Postgraduate @ Aalto University

Tuesday June 28 – 14.45 BST

An electron turnstile for frequency-to-power conversion

Nanometric normal-metal islands coupled to superconducting leads through insulating tunnel junctions are suitable as single-electron turnstiles, when its excess charge is periodically driven through a capacitively coupled gate electrode. The superconducting leads extend the stability zone along the whole gate-voltage parameter space making it possible to create single-electron currents by only allowing one tunnelling event per cycle per junction [1]. In this device, electric charge is carried by superconducting excitations which are injected into the leads in each tunnelling event.
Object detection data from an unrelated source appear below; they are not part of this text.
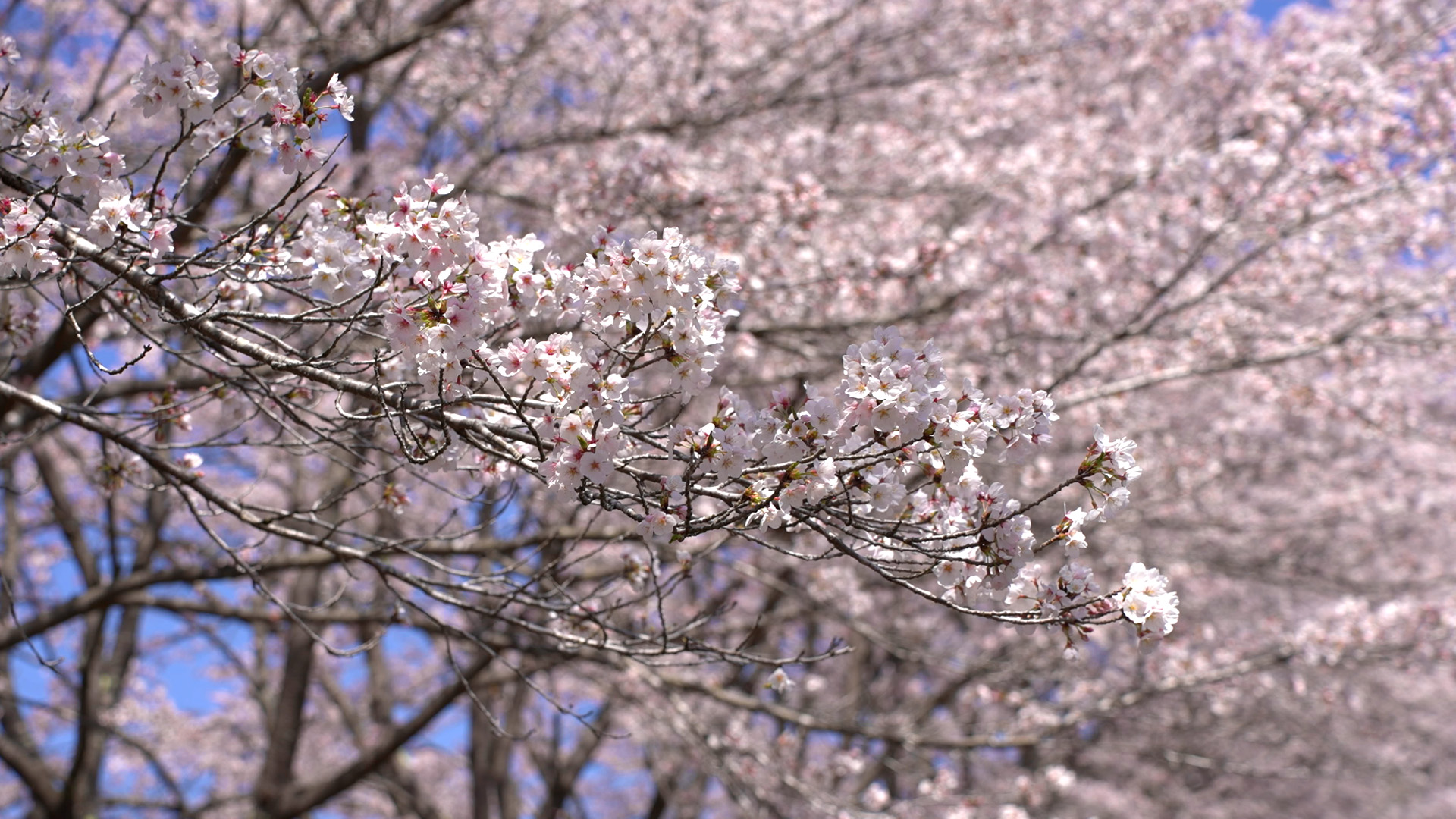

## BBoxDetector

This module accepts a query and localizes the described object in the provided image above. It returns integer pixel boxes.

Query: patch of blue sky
[1249,0,1331,22]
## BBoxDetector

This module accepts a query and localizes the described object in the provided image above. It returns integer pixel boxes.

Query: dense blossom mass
[0,0,1456,819]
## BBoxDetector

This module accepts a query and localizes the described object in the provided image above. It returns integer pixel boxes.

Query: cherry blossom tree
[0,0,1456,817]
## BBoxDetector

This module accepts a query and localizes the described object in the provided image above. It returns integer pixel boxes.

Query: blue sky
[1249,0,1329,20]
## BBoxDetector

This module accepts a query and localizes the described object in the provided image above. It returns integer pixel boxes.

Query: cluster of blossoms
[0,198,58,275]
[0,89,127,196]
[131,44,354,174]
[0,38,354,279]
[355,202,1168,632]
[5,35,1176,644]
[1117,563,1178,640]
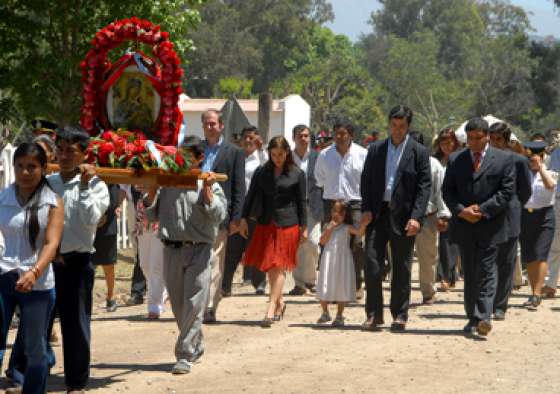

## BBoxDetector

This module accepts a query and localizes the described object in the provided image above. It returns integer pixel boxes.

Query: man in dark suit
[442,118,515,336]
[201,109,245,323]
[289,125,323,295]
[489,122,531,320]
[361,105,431,331]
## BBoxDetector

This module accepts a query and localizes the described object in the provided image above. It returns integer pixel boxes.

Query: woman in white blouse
[519,142,557,310]
[0,143,64,393]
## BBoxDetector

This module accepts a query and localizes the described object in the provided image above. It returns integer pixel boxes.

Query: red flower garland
[80,17,183,145]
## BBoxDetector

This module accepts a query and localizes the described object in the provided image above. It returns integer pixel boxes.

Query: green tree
[187,0,333,97]
[0,0,204,124]
[273,28,385,135]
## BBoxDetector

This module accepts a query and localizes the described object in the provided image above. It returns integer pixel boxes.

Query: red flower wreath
[80,17,183,145]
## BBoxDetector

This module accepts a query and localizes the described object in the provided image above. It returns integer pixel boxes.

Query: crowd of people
[0,105,560,393]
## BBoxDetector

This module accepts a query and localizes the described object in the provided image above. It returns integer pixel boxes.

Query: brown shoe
[438,280,449,293]
[288,286,307,295]
[391,317,406,332]
[356,288,364,300]
[542,286,556,298]
[422,294,436,305]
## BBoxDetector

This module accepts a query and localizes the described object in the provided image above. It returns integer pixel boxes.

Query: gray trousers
[163,244,212,362]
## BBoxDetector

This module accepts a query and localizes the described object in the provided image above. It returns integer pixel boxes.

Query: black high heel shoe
[261,316,274,328]
[272,304,286,321]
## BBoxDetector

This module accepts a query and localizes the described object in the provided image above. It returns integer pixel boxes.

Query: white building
[179,94,311,143]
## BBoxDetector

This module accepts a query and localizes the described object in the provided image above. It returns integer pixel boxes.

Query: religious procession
[0,0,560,394]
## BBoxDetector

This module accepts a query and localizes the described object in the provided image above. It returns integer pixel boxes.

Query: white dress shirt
[525,171,558,209]
[315,143,367,201]
[383,134,409,202]
[0,184,58,290]
[245,149,268,195]
[426,156,451,218]
[47,173,109,254]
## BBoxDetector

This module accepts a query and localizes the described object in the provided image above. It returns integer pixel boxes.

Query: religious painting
[107,65,160,139]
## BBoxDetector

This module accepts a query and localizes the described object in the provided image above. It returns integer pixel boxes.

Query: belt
[523,205,552,213]
[162,239,206,249]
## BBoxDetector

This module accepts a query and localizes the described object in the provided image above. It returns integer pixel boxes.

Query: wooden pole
[258,93,272,146]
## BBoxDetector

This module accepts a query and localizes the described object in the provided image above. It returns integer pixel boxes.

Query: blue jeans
[0,272,55,394]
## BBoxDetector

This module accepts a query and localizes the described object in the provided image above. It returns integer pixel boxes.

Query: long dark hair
[265,135,295,174]
[434,128,461,161]
[14,142,50,252]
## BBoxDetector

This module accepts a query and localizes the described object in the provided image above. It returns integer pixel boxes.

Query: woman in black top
[240,136,307,327]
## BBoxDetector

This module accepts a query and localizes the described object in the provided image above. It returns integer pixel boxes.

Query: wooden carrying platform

These excitations are created close to the superconducting gap edge. Consequently, the energy current, that is, power injected to the leads is given by a simple frequency-to-power conversion relation, namely the superconducting energy gap times the driving signal frequency $\left( P=\Delta f\right)$. Such a simple relation enables this device as a candidate for a power standard, analogue to the frequency-to-current conversion of single-electron turnstiles. This is experimentally demonstrated [2] as a first proof-of-concept. The power production is shown to be possible even in the absence of particle current. Moreover, the dynamics of power repartition among both junctions is studied. Further improvements in the accuracy of the power emission are proposed. 

[1] Pekola, J. P. Vartiainen, J. J. Möttönen, M. Saira, O-P. Meschke, M. Averin, D. Hybrid single-electron transistor as a source of quantized electric current. Nat. Phys. 4, 2007. 
[2] Marín-Suárez, M. Peltonen, J. T. Golubev, D. S. Pekola, J. P. An electron turnstile for frequency-to-power conversion. Nat. Nanotechnol., 2022.